Does GSAx do a good job of measuring goaltender impact? Expected goals models are based primarily on shot location data, but they don’t factor in pre-shot puck movement. This makes you wonder if GSAx really is as good a goalie metric as some make it out to be. I don’t know the answer.
This leads me another question. Are goaltender performances really this random? You can see a goalie be the best one year and sub-replacement level the very next year. This seems weird. Theoretically, goalie performances could be much more consistent than current stats indicate. The stats just don’t catch it.
The reason you use dFSv% instead of Sv% is because you want to isolate goaltender performance from team defense, but it’s probably naive to think that modern goaltender stats can completely isolate goaltending from team defense.
The last thing I will do in this article is to try and compare goaltender impact to skater impact. To do this I will look at absolute values of GSAx and compare it sGAA.
Both my sGAA model and GSAx models are calibrated so that the average is always 0 and 1 GSAx/sGAA is worth one goal in team goal differential.
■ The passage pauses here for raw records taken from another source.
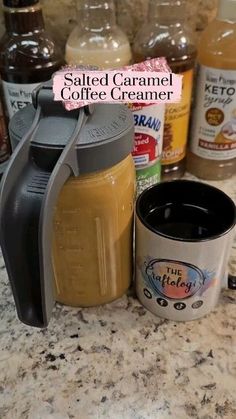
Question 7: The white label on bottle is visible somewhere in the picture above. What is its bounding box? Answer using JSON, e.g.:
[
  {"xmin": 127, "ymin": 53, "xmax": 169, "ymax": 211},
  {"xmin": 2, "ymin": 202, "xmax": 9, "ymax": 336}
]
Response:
[
  {"xmin": 2, "ymin": 80, "xmax": 41, "ymax": 118},
  {"xmin": 190, "ymin": 66, "xmax": 236, "ymax": 160},
  {"xmin": 129, "ymin": 103, "xmax": 165, "ymax": 169}
]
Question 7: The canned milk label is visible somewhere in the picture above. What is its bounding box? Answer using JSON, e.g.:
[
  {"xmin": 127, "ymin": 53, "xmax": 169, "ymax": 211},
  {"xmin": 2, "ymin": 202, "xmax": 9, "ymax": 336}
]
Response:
[{"xmin": 129, "ymin": 103, "xmax": 165, "ymax": 194}]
This means that we should be able to compare the two models directly.
By looking at absolute values, we see how much the skaters/goalies differ from average – We see their impact regardless if it’s good or bad.
Here’s the seasonal absolute sGAA/GSAx values for all players
We see that forwards have the greatest overall impact, but when we look at impact per 60, goalies have the bigger impact. Considering goalies also play more, they have by far the greatest seasonal impact. To show this I’ve looked at the top 20 GSAx/sGAA seasons:
This list consists of 19 goalies and just 1 forward. However, we’ve already shown that there’s very little predictability when it comes to goaltending. So, what happens when we look career impact instead? Here’s the top 20 GSAx/sGAA careers:
Now, we see a combination of forwards and goalies (+Giordano). So, when we just look at single season impact, goaltenders have a greater impact than skaters. But when we increase the sample size and look at career numbers, then the best forwards have a similar (or greater) impact than the best goalies.
- Goaltender performances are almost impossible to predict. It’s difficult so say, if this is due to bad models/data or if goaltending performances just are this random.
- On a seasonal basis the talent distribution is skewed towards the bad goaltenders, indicating that the negative impact of the bad goalies is greater than the positive impact of the good goalies. When looking at career stats the differences are smaller, and almost linearly distributed.
- When you look at total GSAx, there is a pretty good correlation between talent and career length/workload.
- Goaltending is obviously extremely important, but it’s difficult to predict, so overcommiting to one goaltender is a bad idea, unless you’re very confident in his ability. It may be preferable to go with an 1A/1B tandem, since it gives you two chances for a great performance. Very few goalies are good year after year.
- Goaltenders have greater seasonal impact (good or bad) than skaters, but not necessarily greater career impact.